What to do when you are sad sounds like such a simple question, right? Yet, the simple problems of life can be some of the most difficult to wrap your head around, because we so often brush them off. I look at sadness as a spectrum. In the middle of the spectrum is normal, everyday sadness. On the far right end is sadness when it becomes diseased—depression, a disease that is perplexing, frustrating, and sometimes devastating to those who experience it. Depression and sadness are not the same thing, but I believe there is something to be learned about responding to sadness from those who experience depression.

 Photos by Mario Ashkar Film

I can feel depression wrap its dark cloud around me, cutting me off almost entirely from the world. My head starts to sink below the water. There is a light; it is just big enough to stick a hand through and pull myself to the other side. If I start when there is energy left in me, my chance of climbing through is greater. I know something I am lucky to realize—I have to get out. Open my eyelids, shake off the salt. At this point, I can escape. I can decide to be happy because happiness, for the most part, is a decision.

I am not saying it is easy to ward off depression. Sometimes trying to dissuade the darkness just doesn’t work. The feeling is at times like a familiar friend. There’s an inclination to fall into it, to let the dark cloud hold me because it’s familiar at a time when I desperately need something familiar. Still, because I know the drop will be steep and possibly catastrophic, I made up my mind long ago that I cannot stand by and let sadness fester.

When the storm approaches, I take time to reorient myself and my priorities. I reach back to the basics. What is important in life and what makes you happy? For me, it’s my friends and my horse. Having a few good people to lean on is imperative, but it can’t be one way. At times, you will need to hold their sadness in your hands the same way they hold yours. As far as the horse goes, riding is a passion that encourages me to unload my mind. I feel myself releasing tension. Riding is exercise, and the act of my body moving seems to contribute to its role as my release. With riding, I change the direction of my mind toward something positive. This is key—having a hobby that you can get completely lost in. Your mind needs to return to a blank state.

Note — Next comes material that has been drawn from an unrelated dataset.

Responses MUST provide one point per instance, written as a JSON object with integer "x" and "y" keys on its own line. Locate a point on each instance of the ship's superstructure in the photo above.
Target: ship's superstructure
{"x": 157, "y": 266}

The friends are there for support, but in the end, it is your sadness to control. So this is my advice: get away from what you feel is constricting you, feel the wind around your body and lose yourself in the world. Crawl back to the basics of the person you know you are. Steady yourself in this and keep moving forward.

We generally approach sadness as something to avoid. The goal of life is to be happy, right? But it’s important to have some amount of sadness. It forces you to stop and reset your frame of mind. Discontent can be beautiful if the outcome is more than fear or fake cheer. The nerves in our brains form synaptic connections during traumatic moments; sadness leaves a sting in our memory. This is a driving force, a source of energy in our lives, something that might be lost if we always believed life was puffy clouds and unicorns.

Because you remember the sadness, the happy moments leave a stronger impression on you. The sun on your skin can feel brand new. Being in tune with little moments like this is an important part of life. It is what it means to be human.

So appreciate sadness for what it allows you to see. Feel the sadness completely and then realize the time you spend dismantling it and how you do this is important.




Rachel is a writer and scientific researcher. She is fascinated by mental illnesses and currently researches the science of stress. She believes people should educate themselves about their minds and bodies. In her free time, she writes poems, sometimes about science.